“Being authentic” is one of the key attributes of leading a good life in the postmodern mind. As our confidence in traditional beliefs and institutions has weakened, we have come to rely more and more on our own core strengths. One of these is our “integrity” or our “authenticity.” The opposites of “authenticity” — being a “phony” or “wishy-washy” — are easy to imagine. But what does being authentic mean in practice?
We all experience “being human.” We can easily recognise three parts of ourselves in daily living:
- Our normal feeling, thinking and behaving self, that does practically all our living, mostly automatically, “on autopilot.”
- A critical self, that watches our normal self and tells us what we ought to be doing, why we aren’t living up to its expectations, etc.
- A third self, the detached observer, who watches both these other selves, recognises their characteristics and wonders about “what all this means” and other questions.
What does “being authentic” mean?
Given that each person has these three selves, how do we live “authentically?” Here are several things living authentically doesn’t mean:
- It doesn’t mean living only ‘on autopilot.’ It doesn’t mean “If it feels good, do it.” Our normal self is shaped by many things out of its control — where and when you were born, your family, etc — and makes choices based on these circumstances, without a full view of the consequences.
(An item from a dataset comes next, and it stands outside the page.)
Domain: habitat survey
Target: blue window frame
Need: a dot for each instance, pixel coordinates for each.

Learning by experience is what our normal self does, sometimes to its regret.
- It doesn’t mean doing what someone else tells you to do, especially your own critical self. While that self might possibly include recommendations from a well-developed conscience that we ought to listen to, many times it is simply inappropriate memories and limiting decisions that chatter away and distract us.
- It doesn’t mean living in a detached state, observing life but not actually participating. Our detached observer could spend all its time mulling over questions while the normal self stays on “autopilot,” barely aware of other people or day to day life and the critical self as it chatters away.
To me, living authentically means being able to balance all three of these selves and participate in life according to some higher level of meaning and purpose. Living authetically implies that our detached observer becomes an involved and committed self, which counsels the normal and critical selves according to its understanding of my higher purpose. [You can see an example of how this involved and committed self might emerge in Steps 2 and 3 of the AA’s Twelve Step Program.]
The only authentic question we can ask
To a Christian, being authentic must mean that I live according to Jesus’ guidance for the meaning and purpose of my life. But, many times, this leads to more questions. What is Jesus’ guidance in my precise situation? Where do I find this guidance — in the Bible (which passage?), from the church (who?), from prayer (How do I recognise Jesus’ voice?), etc. We may want to develop our involved and committed self so that we can guide our normal and critical selves “authentically” but we get stuck in all these questions. Many times, I lapse back to detaching again and letting life go on as it always has, defending this choice with, “Oh, I’m a good person” or “I’ll rely on God’s mercy to sort all this out at the end.” While I forgive myself and keep on trying, being detached is certainly a cop-out and not living authentically.
These is only one authentic question that our involved and committed self can ask, to find the way forward. “Where is God right now in this situation?” If we truly strive to answer that question, then Jesus’ guidance (and grace) will surely find us in our need. Of course, it’s not like picking up a phone, calling the God number, and getting an instant answer by SMS. It is like a conversation with a close friend. You know the mind of a close friend, even when they aren’t there. By telling her or him the story of your situation, you are pretty certain about what they are going to tell you when you meet them face to face. Sometimes, you talk to other friends and tell them what your close friend told you, to get confirmation. This is a metaphor for prayer and Christian community.
A Christian’s involved and committed self is formed in prayer and in conversations with other Christians about our life. Forming this crucial authentic part of ourselves so we (and the community) can achieve God’s purpose for us is one of the primary purposes of a local church. If this is happening already in your life, you are fortunate to know how to pray and you are in a genunine Christian community. If that isn’t the case, perhaps you are being called to be a Change Agent in your own prayer and in your church.